Science & Technology/Genomics Course Gives Freshmen Hands-on Research Experience

Issue Date: 
October 8, 2007

Pilot program created at Pitt goes nationwide next year

A national network of scientists and educators is developing new methods and materials for teaching science—and a pilot course has already been rolled out at the University of Pittsburgh.

The Howard Hughes Medical Institute (HHMI) on Oct. 2 announced the creation of the Science Education Alliance (SEA). It will be based at HHMI’s Janelia Farm Research Campus in Virginia.

One of the new programs that will be distributed nationally next year through SEA was created at Pitt by Graham F. Hatfull, the Eberly Family Professor and chair of biological sciences in Pitt’s School of Arts and Sciences.

First-year Pitt students in the two-semester pilot course work at isolating and characterizing previously unknown bacteriophages—viruses that infect bacteria.

Bacteriophages were chosen for student research because they are plentiful, highly diverse, and easily isolated directly from nature, HHMI officials said. They also have relatively simple and small genomes.

Students first isolate their own bacteriophages, then clone and sequence the DNA.

“This is one example of the kind of innovative curricula and teaching methods that the SEA will disseminate,” said Tuajuanda C. Jordan, HHMI senior program officer and director of the SEA. Jordan was formerly associate vice president of academic affairs at Xavier University of Louisiana.

The SEA initiative is a new direction for HHMI, which for two decades has funded science education programs run by faculty and teachers at institutions across the United States.

The genomics course builds on the work of two HHMI professors—Hatfull and Sarah C.R. Elgin at Washington University in St. Louis—as well as the efforts of Brad Goodner, HHMI undergraduate program director at Hiram College in Ohio, and A. Malcolm Campbell, director of the HHMI-supported Genome Consortium for Active Teaching at Davidson College in North Carolina.

All four are serving as scientific advisors to the SEA.

The research-based laboratory course provides beginning college students with a true research experience and, it is hoped, will solidify their interest in a science career, Jordan said. “We are trying to catch students early—before they have a chance to become bored or overwhelmed,” she said.

After sequencing is complete, students will finish, annotate, and compare the genomes of their bacteriophages against genomes sequenced by other students in the SEA national network.
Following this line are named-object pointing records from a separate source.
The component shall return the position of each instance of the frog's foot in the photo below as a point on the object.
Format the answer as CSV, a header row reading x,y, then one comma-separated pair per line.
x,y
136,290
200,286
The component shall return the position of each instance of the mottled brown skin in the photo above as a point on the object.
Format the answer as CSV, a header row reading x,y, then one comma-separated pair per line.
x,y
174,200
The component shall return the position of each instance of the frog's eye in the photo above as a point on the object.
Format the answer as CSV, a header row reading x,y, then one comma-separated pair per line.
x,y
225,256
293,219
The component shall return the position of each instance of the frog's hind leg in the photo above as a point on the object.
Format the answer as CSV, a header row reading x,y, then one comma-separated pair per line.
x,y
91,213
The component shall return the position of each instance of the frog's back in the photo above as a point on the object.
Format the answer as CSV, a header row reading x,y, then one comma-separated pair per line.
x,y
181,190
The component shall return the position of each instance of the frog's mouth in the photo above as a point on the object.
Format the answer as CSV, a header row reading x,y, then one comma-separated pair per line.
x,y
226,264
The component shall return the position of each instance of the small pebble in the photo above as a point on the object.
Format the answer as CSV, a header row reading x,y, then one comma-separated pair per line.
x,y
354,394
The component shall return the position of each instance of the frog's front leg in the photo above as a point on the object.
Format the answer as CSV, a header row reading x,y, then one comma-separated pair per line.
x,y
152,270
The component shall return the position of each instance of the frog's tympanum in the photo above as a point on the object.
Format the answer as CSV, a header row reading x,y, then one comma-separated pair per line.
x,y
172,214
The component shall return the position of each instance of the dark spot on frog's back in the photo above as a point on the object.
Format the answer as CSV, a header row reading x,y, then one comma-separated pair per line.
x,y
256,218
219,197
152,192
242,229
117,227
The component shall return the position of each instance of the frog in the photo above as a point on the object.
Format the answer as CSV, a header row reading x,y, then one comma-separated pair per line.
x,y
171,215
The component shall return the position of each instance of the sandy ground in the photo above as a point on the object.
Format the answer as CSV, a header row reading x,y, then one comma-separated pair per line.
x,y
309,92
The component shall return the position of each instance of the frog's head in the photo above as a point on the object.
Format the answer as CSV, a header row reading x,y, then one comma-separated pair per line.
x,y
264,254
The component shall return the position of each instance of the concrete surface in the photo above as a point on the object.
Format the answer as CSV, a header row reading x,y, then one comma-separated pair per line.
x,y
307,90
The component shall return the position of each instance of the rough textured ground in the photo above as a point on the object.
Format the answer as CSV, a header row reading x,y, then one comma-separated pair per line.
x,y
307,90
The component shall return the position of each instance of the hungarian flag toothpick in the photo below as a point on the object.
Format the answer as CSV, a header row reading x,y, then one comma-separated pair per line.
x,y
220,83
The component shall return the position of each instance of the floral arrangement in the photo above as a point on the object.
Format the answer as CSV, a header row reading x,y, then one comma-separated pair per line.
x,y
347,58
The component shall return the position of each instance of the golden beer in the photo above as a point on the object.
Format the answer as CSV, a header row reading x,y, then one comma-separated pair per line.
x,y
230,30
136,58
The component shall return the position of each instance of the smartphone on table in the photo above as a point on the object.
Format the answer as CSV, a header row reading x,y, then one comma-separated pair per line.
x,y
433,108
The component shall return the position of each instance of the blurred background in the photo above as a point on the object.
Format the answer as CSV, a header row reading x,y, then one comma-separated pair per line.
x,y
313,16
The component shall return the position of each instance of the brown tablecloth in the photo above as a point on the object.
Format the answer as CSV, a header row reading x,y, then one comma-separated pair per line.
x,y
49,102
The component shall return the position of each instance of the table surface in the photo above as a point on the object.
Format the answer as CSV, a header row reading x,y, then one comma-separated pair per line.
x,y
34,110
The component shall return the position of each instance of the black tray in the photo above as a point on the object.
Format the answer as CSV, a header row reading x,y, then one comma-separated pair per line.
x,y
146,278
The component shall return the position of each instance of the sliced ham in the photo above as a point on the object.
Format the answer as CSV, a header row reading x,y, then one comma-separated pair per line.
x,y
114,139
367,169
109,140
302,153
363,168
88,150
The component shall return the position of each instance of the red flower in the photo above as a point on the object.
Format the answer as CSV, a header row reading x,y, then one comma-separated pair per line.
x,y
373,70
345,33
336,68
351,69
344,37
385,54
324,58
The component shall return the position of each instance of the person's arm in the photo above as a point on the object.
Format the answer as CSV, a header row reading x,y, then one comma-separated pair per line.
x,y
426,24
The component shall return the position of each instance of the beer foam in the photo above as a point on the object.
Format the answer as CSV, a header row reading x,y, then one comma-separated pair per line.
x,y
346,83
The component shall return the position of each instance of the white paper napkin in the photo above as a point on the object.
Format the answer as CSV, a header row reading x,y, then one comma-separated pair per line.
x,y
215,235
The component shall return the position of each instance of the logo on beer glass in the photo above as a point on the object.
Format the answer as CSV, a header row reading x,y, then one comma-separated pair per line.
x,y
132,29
Faculty will be expected to publish or present research findings from the project and deposit final phage sequence information into public databases.

“The outcome of their studies could shed light on various scientifically relevant issues, including virus-host interactions and microbial gene transfer,” said Peter J. Bruns, HHMI vice president for grants and science education.

Based on the pilot-course experience, Jordan and her collaborators will develop a resource guide for the course and design a faculty training workshop to be held during summer 2008.